13.02.2025’te sabah saatlerinde Münih’te, Verdi Sendikası’nın düzenlediği bir eylem sırasında gerçekleştirilen saldırıyı en sert şekilde kınıyor, yaralılara acil şifalar diliyoruz! Bir aracın göstericilerin arasına dalması, sadece bireysel bir saldırı değil, doğrudan işçileri, emekçileri ve onların hak mücadelesini hedef alan bilinçli bir provokasyondur. Bu olayın yalnızca belirli bir kesime değil, toplumsal birlikteliğe, işçilerin ortak mücadelesine yönelik bir saldırı olduğunu açıkça göstermektedir.

Bu tür provokasyonlar, toplumsal barışı ve demokratik hak arayışını zayıflatmaya yönelik, bir bütün olarak topluma karşı yapılmaktadır. Saldırının zamanlaması, oldukça dikkat çekicidir. Almanya’da 23 Şubat’ta gerçekleştirilecek seçimler öncesinde yaşanması, bu olayın yalnızca rastlantı olmadığını, aksine belli bir politik bağlamda, toplumsal huzursuzluk yaratma amacı güdülerek yapıldığını göstermektedir. Son dönemde, özellikle bazı siyasi partilerin ayrımcı ve ırkçı söylemleri, toplumda derin kutuplaşmalara yol açmış, bu da toplumun her kesimi üzerinde olumsuz etkiler yaratmıştır.

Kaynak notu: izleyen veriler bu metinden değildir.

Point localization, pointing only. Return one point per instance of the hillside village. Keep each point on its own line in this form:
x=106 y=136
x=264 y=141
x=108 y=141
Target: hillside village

Artan ırkçı söylemler ve politikalar, mülteciler ve göçmenler başta olmak üzere birçok topluluk üzerinde tehditler oluşturarak, nefretin ve şiddetin zeminini hazırlamaktadır. . Ancak unutmamalıyız ki, bu provokasyonlara gelmek yerine, toplumun huzurunu ve dayanışmasını güçlendirmek için daha güçlü bir antifaşist mücadele şarttır!

Ayrıca, bu saldırının NATO Güvenlik Konferansı öncesinde gerçekleşmesi de kaygı vericidir. Bu konferans halkların güvenliğini sağlamak için değil, aksine yeni savaş stratejileri ve emperyalist politikalar belirlemek için düzenlenmektedir. Burada alınan kararlar, yine mazlum dünya halklarının üzerine bombaların yağdırılmasına, yeni işgallerin ve sömürü politikalarının zeminine dönüşecektir. Bu bağlamda önümüzdeki günlerde gerçekleştirilecek eylemler kritik bir önem taşıyor. Savaş makinası NATO’ya karşı 15.02.2025 ‘te Münih’te gerçekleştirilecek ‘ANTI SIKO’ yürüyüşüne güçlü bir şekilde katılmamız oldukça önemlidir.

Faşist saldırılar ve emperyalist savaş politikaları birbirinden bağımsız değerlendirilemez.Bu tür provokasyonlara karşı en güçlü yanıtımız, birleşik bir halk hareketi oluşturarak, dayanışmayı güçlendirmek ve demokratik değerlerimize sahip çıkmaktır. Anti-faşist ve anti-emperyalist bir duruş sergileyerek, Almanya’da gelişen iç faşistleşmeye karşı yüksek sesle karşı durmalıyız!

Yaşasın faşizme karşı birleşik mücadelemiz!